Вопрос, уже раз десять бывший у меня на языке, теперь был высказал мною. Вопрос касался того, на что в мое время смотрели, как на самое существенное затруднение для разрешения промышленной проблемы.
— Странное дело, — заметил я, — что вы до сих пор не сказали еще ни слова о способе определения вознаграждения. Раз, что нация является единственным хозяином, правительство должно определять размер вознаграждения и определить точно, сколько именно каждому потребно зарабатывать, начиная от докторов и кончая рудокопами. Всё, что я могу сказать, — ничего подобного не могло быть применено у нас, и я не понимаю, как это может быть осуществимо в настоящее время, если только не изменилась человеческая природа. В мое время никто не был доволен своим вознаграждением или окладом. Даже сознавая, что получает достаточно, каждый был уверен, что сосед его имеет гораздо больше, и для него это было всё равно, что нож острый. Если бы общее недовольство по этому поводу, вместо того, чтобы разбрасываться в стачках и проклятиях по адресу бесчисленного множества хозяев, могло сосредоточиться на одном, именно, на правительстве, то самое сильное правительство, когда либо существовавшее в мире, не пережило бы и двух платных дней.

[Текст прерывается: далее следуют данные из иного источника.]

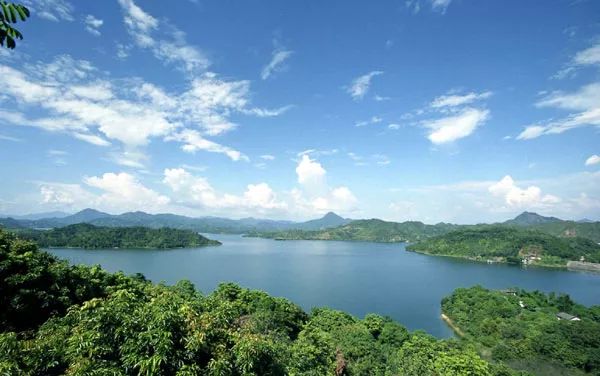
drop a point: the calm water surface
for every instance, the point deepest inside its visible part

Доктор Лит расхохотался от души.
— Совершенно верно, совершенно верно, — сказал он, — за первым же днем расплаты, по всей вероятности, последовало бы всеобщее восстание, а восстание против правительства есть уже революция.
— Как же вы избегаете революции каждый раз в день раздачи жалованья? — спросил я. — Разве какой-нибудь удивительный философ изобрел новую систему счисления, удовлетворяющую всех при определении точной и сравнительной оценки всевозможного рода труда, мускулами или мозгами, рукой или языком, слухом или зрением? Или сама человеческая натура на столько изменилась, что никто не обращает внимания на свои собственные пожитки, и напротив того, — всякий заботится только об имуществе своего соседа? То или другое из этих явлений должно быть принято за объяснение.
— Ни того, ни другого, однако, не случилось, — смеясь отвечал мой хозяин. А теперь, мистер Вест, — продолжал он, — вы должны вспомнить, что вы столько же мой пациент, сколько и мой гость, и позволите мне прописать вам сон до нашей новой беседы. Уже более трех часов ночи.
— Мудрое предписание, в этом нет сомнения, — заметил я, — мало надежды, однако, что я могу исполнить его.
— Об этом уж я позабочусь, — возразил доктор. И он сдержал свое слово, предложив мне выпит рюмку чего-то такого, что усыпило меня, лишь только голова моя склонилась на подушку.